Bugünkü çatışma ve ölümlerin kaynağında büyük oranda Kürt sorununun görmezden gelinmesi yatıyor. Silahlı mücadelenin toplumsal gerekçelerini ortadan kaldırmadan, ciddi reformlar yapmadan, Kürtlerin haklarını tanımadan PKK’yı bitirebileceğini sanmak, onu yenebileceğini düşünmek sanırım bir tek bizim güvenlik bürokrasimize ve siyasilerimize has bir özgüven duygusu. Bu güven duygusunun hiçbir başarı şansı taşımadığını belirtmeye sanırım gerek bile yok.

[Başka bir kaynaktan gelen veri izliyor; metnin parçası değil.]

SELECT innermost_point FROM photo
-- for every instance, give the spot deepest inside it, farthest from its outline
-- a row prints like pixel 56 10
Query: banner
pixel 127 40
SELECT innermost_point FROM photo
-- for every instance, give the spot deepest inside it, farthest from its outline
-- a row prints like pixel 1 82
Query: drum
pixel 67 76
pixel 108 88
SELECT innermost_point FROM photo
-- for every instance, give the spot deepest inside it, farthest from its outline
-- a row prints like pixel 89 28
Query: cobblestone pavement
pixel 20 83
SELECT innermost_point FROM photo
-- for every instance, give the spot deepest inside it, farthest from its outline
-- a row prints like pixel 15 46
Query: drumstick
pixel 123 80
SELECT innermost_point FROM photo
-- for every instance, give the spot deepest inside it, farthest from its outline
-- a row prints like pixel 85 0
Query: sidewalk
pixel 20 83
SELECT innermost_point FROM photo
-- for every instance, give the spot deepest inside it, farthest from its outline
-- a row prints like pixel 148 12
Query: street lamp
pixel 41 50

Tekrar Başbakan’a dönelim. Başsağlığı dilemek için aradığı Sırrı Sakık, kendisinden akan kanı durdurmasını isteyerek şunları söyledi: “Evlat acısı çok ağır. Akan kanı ancak siz durdurabilirsiniz. Bu savaşı bitirin kimse evlat acısı çekmesin.”
Başbakan Erdoğan’ın yanıtı şöyle oluyor: “Ben elimden geleni yaptım, ancak karşılık bulmadı.”
Bu sözler Erdoğan’ın samimi düşüncelerini yansıtıyor. Savaşı bitirmek için örgütle temas kurdu. Elinden geldiği kadar makul davrandı. Risk aldı, eve dönüşün yolunu açtı. Bundan dolayı muhalefet onu “ihanet”le suçladı. PKK da Tokat Reşadiye’de ve Silvan’da gerçekleştirdiği saldırılarla Erdoğan’ın bütün beklentilerini boşa çıkardı.
“Ben elimden geleni yaptım” diyen Erdoğan, bu sözlerle bir yere kadar haklı ama şu an kendisini çözümsüzlüğe teslim etmiş durumda. PKK’dan da önce ortada bir Kürt sorunu var, ilk olarak bu görülmeli. Bugüne kadar hükümet, sorunun çözümü için neredeyse hiçbir köklü adım atmadı.Başbakan, PKK için olmasa bile en azından Kürt sorunu için elinden gelen her şeyi yapmalı, çatışma ve ölümleri asgariye indirmenin başka yolu yok. PKK’ya kızıp Kürt sorununu gözden çıkarmak bu ülkeyi felakete götürür.